Citation
Wan Abdullah, Wan Arnidawati and Hanib, Faidatul Nadiah
(2020)
Effects of perceived organisational support and emotional intelligence on turnover intention among logistics drivers.
Malaysian Journal of Social Sciences and Humanities, 5 (10).
258 - 266.
ISSN 2504-8562
Abstract
The turnover trends in the logistics industry are surprisingly high, regardless of the rapid growth of the industry. Turnover contributes to an impactful loss for the industry to tolerate the new recruitment costs, time consumption, performance disruption, and moral decline among employees due to the workload transfer. Previous literature presented various factors affecting turnover intention, and it could be concluded that factors within an organisation and individual play an essential role in turnover actions.
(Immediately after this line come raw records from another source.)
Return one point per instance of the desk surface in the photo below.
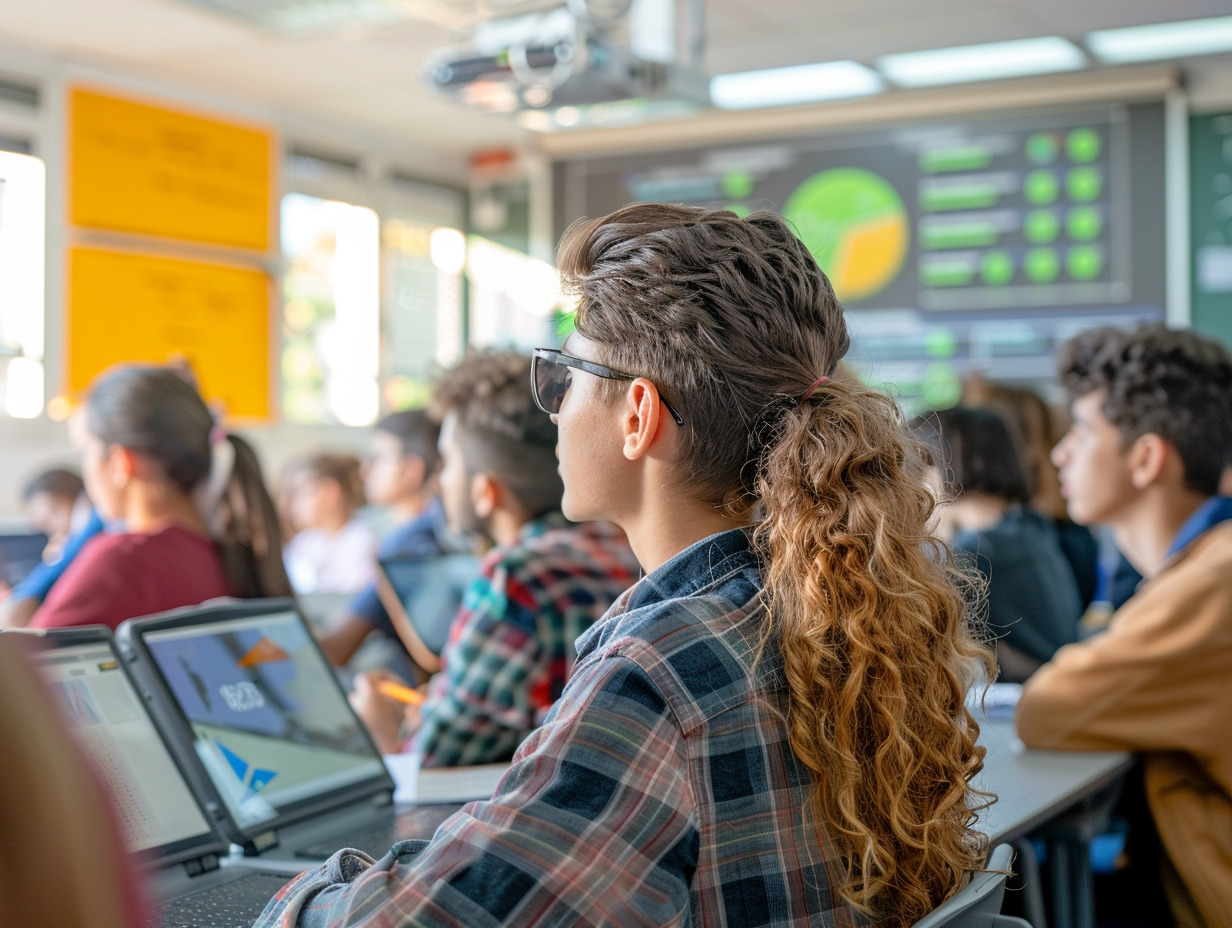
(1034, 786)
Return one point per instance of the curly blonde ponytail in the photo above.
(734, 317)
(877, 655)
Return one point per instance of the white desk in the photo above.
(1034, 788)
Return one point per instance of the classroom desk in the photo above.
(1061, 789)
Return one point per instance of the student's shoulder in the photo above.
(699, 651)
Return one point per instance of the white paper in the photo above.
(440, 784)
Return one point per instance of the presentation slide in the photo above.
(977, 243)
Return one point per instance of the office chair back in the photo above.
(977, 905)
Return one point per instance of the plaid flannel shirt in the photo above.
(662, 790)
(511, 643)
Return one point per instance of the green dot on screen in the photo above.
(1041, 148)
(1041, 227)
(1084, 261)
(1041, 265)
(997, 269)
(1040, 187)
(940, 343)
(1084, 184)
(1083, 223)
(940, 386)
(737, 185)
(1083, 146)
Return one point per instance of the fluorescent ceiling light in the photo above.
(997, 59)
(802, 84)
(1164, 40)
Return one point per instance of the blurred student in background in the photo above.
(511, 643)
(330, 551)
(56, 505)
(1152, 427)
(1033, 602)
(1035, 429)
(197, 519)
(56, 502)
(398, 473)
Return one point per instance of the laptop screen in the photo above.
(154, 804)
(267, 717)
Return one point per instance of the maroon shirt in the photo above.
(123, 576)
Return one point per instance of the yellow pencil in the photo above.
(403, 694)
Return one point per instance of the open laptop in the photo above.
(165, 827)
(421, 597)
(263, 727)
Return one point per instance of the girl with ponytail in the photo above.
(769, 728)
(196, 519)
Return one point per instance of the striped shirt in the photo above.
(662, 790)
(511, 645)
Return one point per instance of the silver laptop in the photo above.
(166, 830)
(263, 727)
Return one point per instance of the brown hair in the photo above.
(975, 452)
(736, 321)
(1167, 382)
(499, 428)
(157, 413)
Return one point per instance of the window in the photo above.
(22, 217)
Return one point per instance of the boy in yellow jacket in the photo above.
(1151, 436)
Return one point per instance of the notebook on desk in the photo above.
(421, 597)
(165, 827)
(264, 728)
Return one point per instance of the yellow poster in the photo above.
(160, 171)
(137, 307)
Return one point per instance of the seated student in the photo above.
(1031, 423)
(1033, 597)
(511, 643)
(330, 551)
(56, 505)
(399, 472)
(769, 728)
(197, 520)
(1152, 424)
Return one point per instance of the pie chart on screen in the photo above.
(855, 224)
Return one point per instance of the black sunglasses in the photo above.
(550, 380)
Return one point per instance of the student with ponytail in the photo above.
(769, 728)
(196, 518)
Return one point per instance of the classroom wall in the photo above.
(27, 446)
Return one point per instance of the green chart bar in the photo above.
(946, 274)
(965, 158)
(959, 196)
(959, 234)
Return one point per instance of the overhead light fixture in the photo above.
(987, 62)
(800, 84)
(1163, 40)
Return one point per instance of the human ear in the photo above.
(1148, 456)
(484, 494)
(122, 465)
(643, 415)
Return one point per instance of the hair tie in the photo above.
(808, 392)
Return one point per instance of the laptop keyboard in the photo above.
(233, 905)
(375, 841)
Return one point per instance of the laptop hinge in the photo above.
(260, 843)
(202, 864)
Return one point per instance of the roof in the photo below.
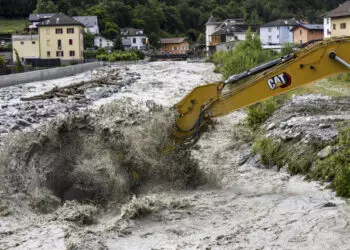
(88, 21)
(25, 37)
(342, 10)
(60, 19)
(126, 42)
(228, 29)
(281, 22)
(132, 32)
(211, 20)
(310, 26)
(174, 40)
(40, 16)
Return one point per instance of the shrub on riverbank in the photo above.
(129, 55)
(302, 159)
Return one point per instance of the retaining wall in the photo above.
(46, 74)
Hence, this research focuses on perceived organisational support and emotional intelligence as factors to turnover intention among logistics drivers in Selangor. Eighty respondents from POS Logistics Berhad in Selangor participated in self-administered survey questions of Survey Perceived Organizational Support, Wong and Law Emotional Intelligence Scale, and Turnover Intention Scale. Results revealed that most of the respondents have a moderate level of POS (84%) and a high level of EI (91%). In comparison, slightly half have a low level of TOI (56%). Research also found that POS and EI have no significant relationship with turnover intention, which is contrary to previous literature. Similarly, three criteria of EI; self-emotion appraisal, uses of emotions, and others-emotions appraisal also have no significant relationship with turnover intention. Only regulations of emotions (r=0.024, p=0.031) has significant relationship with turnover intention. Since the current study location was restricted for a few branches of Pos Logistics in Selangor, it limits the result of the study due to misrepresent the whole community fairly. Future researchers are encouraged to extend or increase the sampling size to other companies and regions to make better generalisations.